A NATUREZA SECRETA DO ESCRUTÍNIO NÃO É OBVIAMENTE UM VALOR ABSOLUTO, BASTANDO QUE A DELIBERAÇÃO SEJA VOTADA UNANIMEMENTE, COMO SE VERIFICOU NO CASO DOS AUTOS; O.

O ACÓRDÃO IMPUGNADO FOI PROFERIDO NO ÃMBITO DE UM PROCEDIMENTO DE 2.° GRAU, NÃO HAVERIA LUGAR AO CUMPRIMENTO DA OBRIGAÇÃO DE AUDIÉNCIA PREVIA, CONFORME DISPÕE O ARTIGO 103.°, DO CPA; P.

EXIGÊNCIA DE FUNDAMENTAÇÃO FOI TOTALMENTE RESPEITADA PELO ATO IMPUGNADO, QUE TOMOU COMO VÁLIDOS OS FUNDAMENTOS DO PARECER PROFERIDO EM 23/02/07, SENDO PERCETÍVEL QUAL O ITER LÓGICO QUE CONDUZIU À DECISÃO DE NEGAR PROVIMENTO AO RECURSO HIERÁRQUICO IMPRÓPRIO APRESENTADO PELO RECORRIDO; Q.

O AUTOR COM O SEU COMPORTAMENTO, VIOLOU DIVERSOS DEVERES DEONTOLÓGICOS, PREVISTOS NO ESTATUTO DA ORDEM DOS ADVOGADOS (EM VIGOR À DATA DOS FACTOS), NOMEADAMENTE OS DEVERES DE A INDEPENDÉNCIA, A DIGNIDADE, A PROBIDADE, A ISENÇÃO E O RESPEITO PELA VERDADE - ARTIGO 76.°, DO EOA; R.

ESTAMOS, POR ISSO, PERANTE UM COMPORTAMENTO GRAVE QUE PÕE EM CAUSA O NÚCLEO PRINCIPAL DOS DEVERES DEONTOLÓGICOS DE QUALQUER ADVOGADO, NOMEADAMENTE A RETENÇÃO PELO RECORRIDO DE QUANTIA QUE NÃO LHE PERTENCEM, DANDO UMA IMAGEM PROFUNDAMENTE NEGATIVA DA CLASSE; S.

COMPORTAMENTO ESTE, QUE ALÉM DE PÔR EM CAUSA AS RELAÇÕES ENTRE ADVOGADOS E CLIENTES, PÕE, IGUALMENTE, EM CAUSA A DIGNIDADE DA PRÓPRIA ORDEM DOS ADVOGADOS E O PRESTIGIO DA PROFISSÃO.

Termos em que, e nos mais de Direito aplicáveis, devem Vs.

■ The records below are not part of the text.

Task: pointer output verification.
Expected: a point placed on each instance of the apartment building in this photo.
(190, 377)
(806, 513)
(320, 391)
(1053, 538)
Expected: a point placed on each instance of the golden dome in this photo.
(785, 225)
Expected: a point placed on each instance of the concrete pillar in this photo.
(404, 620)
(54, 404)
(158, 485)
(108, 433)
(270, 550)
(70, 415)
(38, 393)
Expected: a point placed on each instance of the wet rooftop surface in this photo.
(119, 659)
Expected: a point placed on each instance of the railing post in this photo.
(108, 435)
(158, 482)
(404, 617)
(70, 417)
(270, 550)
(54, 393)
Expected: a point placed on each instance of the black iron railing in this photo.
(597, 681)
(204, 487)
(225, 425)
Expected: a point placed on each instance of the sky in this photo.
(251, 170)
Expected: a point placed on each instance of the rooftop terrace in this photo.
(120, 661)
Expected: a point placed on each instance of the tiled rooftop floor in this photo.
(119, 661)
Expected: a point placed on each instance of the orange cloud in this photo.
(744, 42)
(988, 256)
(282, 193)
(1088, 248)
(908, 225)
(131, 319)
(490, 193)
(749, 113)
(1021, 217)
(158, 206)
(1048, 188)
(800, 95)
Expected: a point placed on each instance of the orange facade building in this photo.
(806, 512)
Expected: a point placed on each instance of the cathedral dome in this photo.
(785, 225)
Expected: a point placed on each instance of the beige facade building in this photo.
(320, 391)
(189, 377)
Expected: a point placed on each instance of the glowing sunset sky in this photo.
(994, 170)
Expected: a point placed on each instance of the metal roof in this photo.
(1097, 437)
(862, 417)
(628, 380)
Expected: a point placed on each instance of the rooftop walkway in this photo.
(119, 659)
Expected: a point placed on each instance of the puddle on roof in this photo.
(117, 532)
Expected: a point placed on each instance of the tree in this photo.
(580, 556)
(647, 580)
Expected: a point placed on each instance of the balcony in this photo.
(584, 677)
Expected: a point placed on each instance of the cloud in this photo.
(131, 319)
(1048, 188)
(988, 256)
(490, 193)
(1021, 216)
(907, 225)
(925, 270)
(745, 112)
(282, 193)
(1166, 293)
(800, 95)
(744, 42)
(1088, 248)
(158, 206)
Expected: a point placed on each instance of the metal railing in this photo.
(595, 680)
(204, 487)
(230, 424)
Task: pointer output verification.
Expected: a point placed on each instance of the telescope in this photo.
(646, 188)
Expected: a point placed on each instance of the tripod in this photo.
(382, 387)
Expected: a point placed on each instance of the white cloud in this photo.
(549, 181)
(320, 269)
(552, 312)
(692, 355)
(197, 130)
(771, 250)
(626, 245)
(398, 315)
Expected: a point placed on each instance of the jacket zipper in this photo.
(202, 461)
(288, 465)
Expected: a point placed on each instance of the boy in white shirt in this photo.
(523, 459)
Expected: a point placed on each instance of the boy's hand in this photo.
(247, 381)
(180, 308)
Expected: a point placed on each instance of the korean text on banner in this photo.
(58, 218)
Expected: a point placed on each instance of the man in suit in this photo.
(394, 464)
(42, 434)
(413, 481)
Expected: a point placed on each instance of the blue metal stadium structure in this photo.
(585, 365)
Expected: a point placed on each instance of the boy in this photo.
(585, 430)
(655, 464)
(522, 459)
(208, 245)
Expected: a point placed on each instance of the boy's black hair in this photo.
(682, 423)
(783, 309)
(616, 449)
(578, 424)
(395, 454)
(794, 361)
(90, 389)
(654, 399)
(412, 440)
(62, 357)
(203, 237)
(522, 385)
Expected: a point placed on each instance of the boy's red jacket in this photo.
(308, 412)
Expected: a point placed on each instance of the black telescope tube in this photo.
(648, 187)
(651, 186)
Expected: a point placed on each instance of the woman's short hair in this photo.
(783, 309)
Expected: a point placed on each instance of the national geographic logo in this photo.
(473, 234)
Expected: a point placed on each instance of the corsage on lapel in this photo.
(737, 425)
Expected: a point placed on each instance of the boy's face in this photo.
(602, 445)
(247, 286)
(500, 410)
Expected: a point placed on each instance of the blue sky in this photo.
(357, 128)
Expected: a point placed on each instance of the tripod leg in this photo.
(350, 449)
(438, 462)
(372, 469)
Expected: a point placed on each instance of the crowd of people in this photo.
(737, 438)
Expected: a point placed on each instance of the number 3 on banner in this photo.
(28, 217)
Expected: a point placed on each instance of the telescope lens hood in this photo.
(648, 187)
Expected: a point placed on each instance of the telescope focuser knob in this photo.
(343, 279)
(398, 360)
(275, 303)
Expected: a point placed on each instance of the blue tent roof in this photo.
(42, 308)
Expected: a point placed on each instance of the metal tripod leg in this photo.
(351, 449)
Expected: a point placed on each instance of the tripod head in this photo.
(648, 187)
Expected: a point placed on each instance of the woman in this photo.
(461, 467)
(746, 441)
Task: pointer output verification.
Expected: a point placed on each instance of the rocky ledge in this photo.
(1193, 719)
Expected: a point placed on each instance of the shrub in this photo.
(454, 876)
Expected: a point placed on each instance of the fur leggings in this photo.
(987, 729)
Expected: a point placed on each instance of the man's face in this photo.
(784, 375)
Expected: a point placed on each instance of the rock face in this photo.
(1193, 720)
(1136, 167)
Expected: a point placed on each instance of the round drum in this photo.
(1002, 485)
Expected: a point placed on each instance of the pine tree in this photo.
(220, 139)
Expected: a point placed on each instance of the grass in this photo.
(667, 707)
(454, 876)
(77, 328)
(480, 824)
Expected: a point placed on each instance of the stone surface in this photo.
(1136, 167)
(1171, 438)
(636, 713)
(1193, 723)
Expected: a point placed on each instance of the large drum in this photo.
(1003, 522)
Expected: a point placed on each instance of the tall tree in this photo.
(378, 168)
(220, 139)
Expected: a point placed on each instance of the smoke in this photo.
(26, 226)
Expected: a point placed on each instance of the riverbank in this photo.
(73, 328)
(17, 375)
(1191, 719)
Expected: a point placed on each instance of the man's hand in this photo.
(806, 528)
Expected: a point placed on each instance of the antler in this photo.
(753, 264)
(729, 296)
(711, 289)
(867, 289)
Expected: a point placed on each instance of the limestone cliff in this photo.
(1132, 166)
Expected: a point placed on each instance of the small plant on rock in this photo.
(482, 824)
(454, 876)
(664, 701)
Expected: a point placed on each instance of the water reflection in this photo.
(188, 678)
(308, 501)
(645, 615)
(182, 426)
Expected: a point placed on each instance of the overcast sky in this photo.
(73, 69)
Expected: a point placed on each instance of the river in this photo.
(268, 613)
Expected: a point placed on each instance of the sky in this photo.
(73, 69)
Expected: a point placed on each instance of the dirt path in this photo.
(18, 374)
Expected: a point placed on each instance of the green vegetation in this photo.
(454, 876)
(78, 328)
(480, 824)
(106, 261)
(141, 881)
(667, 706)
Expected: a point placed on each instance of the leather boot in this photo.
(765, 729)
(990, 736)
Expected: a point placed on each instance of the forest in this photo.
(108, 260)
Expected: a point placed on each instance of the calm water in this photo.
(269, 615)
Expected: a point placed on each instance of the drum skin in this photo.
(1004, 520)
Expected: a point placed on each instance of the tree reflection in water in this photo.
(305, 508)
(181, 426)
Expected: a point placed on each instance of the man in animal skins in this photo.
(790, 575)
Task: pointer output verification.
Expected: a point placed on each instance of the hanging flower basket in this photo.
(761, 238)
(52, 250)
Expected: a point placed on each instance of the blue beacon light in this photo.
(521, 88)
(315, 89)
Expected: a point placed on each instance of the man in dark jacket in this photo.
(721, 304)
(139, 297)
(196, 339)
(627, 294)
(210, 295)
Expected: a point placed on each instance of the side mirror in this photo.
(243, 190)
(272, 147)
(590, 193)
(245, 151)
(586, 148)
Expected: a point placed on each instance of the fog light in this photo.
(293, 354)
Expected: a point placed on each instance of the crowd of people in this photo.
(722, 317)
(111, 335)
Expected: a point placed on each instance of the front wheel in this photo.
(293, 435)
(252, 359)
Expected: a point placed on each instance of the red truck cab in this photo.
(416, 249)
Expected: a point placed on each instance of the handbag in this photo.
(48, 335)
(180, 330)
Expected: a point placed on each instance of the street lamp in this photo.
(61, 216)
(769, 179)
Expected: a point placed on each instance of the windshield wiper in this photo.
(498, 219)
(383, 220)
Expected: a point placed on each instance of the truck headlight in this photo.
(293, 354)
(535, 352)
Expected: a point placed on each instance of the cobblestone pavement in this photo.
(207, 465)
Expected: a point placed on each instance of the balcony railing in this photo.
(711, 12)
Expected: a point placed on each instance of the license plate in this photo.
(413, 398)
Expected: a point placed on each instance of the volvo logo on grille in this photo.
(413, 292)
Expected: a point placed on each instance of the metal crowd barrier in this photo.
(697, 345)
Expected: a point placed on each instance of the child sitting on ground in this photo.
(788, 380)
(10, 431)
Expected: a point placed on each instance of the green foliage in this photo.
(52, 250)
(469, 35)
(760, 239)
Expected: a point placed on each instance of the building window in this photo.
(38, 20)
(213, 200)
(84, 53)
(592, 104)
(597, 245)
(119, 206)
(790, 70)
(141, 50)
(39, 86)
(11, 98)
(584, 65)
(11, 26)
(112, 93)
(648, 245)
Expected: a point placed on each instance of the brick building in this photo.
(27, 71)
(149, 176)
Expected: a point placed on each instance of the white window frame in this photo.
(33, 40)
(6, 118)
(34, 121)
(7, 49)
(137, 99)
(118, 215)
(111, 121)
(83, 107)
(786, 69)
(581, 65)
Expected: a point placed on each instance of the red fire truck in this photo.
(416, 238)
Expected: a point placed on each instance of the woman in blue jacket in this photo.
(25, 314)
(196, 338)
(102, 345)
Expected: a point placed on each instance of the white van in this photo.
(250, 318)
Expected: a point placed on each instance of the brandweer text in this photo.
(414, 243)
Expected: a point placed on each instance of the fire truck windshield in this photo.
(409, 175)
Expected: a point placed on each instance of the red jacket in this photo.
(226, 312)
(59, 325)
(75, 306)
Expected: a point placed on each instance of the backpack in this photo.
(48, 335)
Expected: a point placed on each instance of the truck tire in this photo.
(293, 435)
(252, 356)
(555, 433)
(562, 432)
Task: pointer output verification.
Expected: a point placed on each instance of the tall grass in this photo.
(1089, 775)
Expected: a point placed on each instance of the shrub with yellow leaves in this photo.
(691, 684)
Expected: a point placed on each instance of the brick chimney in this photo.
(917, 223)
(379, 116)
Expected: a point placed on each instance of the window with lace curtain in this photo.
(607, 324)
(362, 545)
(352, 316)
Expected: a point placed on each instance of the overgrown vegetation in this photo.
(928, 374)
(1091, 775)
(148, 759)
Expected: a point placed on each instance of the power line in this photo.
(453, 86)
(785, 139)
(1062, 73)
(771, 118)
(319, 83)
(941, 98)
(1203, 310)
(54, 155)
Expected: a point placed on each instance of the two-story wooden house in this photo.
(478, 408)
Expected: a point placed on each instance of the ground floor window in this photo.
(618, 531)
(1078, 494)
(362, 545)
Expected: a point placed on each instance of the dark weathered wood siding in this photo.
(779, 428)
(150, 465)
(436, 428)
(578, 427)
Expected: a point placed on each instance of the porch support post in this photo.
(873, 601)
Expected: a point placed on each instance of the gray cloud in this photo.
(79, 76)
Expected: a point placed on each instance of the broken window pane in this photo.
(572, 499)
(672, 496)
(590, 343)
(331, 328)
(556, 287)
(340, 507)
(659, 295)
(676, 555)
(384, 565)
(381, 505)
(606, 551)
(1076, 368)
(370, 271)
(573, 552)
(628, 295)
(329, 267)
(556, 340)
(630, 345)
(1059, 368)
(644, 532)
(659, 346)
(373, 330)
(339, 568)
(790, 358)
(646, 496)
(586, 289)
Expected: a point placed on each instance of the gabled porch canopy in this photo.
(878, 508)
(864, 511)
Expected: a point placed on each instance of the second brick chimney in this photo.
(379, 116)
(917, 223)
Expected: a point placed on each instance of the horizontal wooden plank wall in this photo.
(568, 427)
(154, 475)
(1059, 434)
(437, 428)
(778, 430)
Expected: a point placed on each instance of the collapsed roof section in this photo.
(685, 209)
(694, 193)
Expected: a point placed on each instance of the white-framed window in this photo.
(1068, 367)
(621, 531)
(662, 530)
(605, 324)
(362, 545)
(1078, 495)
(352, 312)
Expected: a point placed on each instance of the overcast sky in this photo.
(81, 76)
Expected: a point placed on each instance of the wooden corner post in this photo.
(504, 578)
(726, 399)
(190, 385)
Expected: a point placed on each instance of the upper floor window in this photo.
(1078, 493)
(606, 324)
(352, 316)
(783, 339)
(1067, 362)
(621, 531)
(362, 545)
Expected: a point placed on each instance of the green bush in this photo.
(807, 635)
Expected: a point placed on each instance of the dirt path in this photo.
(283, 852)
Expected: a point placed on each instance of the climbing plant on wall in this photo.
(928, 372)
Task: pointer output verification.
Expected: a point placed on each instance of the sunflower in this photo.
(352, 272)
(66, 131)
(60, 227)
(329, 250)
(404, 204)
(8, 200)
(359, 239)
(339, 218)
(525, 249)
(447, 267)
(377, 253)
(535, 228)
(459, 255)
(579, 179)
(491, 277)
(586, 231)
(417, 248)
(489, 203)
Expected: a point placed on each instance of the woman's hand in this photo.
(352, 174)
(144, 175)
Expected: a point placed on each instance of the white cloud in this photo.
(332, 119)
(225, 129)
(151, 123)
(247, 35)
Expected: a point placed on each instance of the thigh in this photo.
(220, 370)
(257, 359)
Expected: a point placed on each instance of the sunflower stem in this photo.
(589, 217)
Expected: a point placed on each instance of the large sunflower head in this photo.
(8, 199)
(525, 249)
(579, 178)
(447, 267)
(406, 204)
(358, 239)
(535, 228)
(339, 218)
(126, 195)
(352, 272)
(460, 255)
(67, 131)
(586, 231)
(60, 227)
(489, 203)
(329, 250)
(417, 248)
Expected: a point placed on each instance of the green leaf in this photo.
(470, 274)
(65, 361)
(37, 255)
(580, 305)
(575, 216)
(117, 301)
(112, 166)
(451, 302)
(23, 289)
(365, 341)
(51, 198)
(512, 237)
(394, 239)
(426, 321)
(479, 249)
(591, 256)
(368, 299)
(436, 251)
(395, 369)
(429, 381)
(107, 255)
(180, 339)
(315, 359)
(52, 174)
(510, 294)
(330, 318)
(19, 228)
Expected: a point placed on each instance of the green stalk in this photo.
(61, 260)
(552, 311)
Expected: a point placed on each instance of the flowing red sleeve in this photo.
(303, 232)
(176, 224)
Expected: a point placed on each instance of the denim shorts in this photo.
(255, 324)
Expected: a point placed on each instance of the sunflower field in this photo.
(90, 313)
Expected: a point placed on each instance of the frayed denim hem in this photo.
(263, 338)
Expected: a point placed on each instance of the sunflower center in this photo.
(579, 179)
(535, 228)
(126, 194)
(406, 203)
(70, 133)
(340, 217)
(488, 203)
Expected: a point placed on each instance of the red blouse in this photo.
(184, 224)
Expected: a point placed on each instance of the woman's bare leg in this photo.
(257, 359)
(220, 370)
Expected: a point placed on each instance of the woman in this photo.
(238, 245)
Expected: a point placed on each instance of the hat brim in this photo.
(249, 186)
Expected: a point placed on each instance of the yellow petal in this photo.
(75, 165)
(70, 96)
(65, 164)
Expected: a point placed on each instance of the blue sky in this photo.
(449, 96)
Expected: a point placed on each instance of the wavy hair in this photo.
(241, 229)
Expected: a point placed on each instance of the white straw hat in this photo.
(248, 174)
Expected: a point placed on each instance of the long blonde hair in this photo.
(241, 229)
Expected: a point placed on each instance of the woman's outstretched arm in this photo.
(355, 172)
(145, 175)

Exas.: a) Julgar o presente recurso jurisdicional procedente e, em consequência, b) Revogar a sentença recorrida, substituindo-a por outra que julgue a ação improcedente, por não provada.

*Conclusões do Recorrido / Autor em contra-alegação 1.º Ao tribunal ad quem apenas compete apreciar os vícios e erros de julgamento assacados à sentença em recurso e não pronunciar-se sobre matérias que não foram objecto de conhecimento por parte do Tribunal a quo (v. art.ºs 144º, n.º 2 CPTA e 639.º do CPC, e, entre outros, o Acº STA de 19-05-2005, Proc. nº 0209/05, o Acº STA, de 19/12/2006, Proc. nº 0594/06; Acº STA, de 15/03/01, Proc. nº 032607; Acº STA de 04/06/97, Pleno, Proc. nº 031245; Acº TCAN, de 17/09/2015, Proc. n.º 01055/14.6 BEPRT; e, Acº TCAS, de 18-06-2009, Proc. nº 00963), pelo que o objecto do presente recurso está limitado às conclusões A) a F) das alegações apresentadas pelo recorrente jurisdicional – saber se o procedimento disciplinar enferma de nulidade insuprível por o mandatário do arguido não ter sido notificado para comparecer na inquirição de testemunhas - e já não ao alegado nas demais conclusões, as quais se reportam a matérias que não foram decididas pelo Tribunal a quo e se limitam a reproduzir o que esse mesmo recorrente jurisdicional havia sustentado na contestação ali apresentada.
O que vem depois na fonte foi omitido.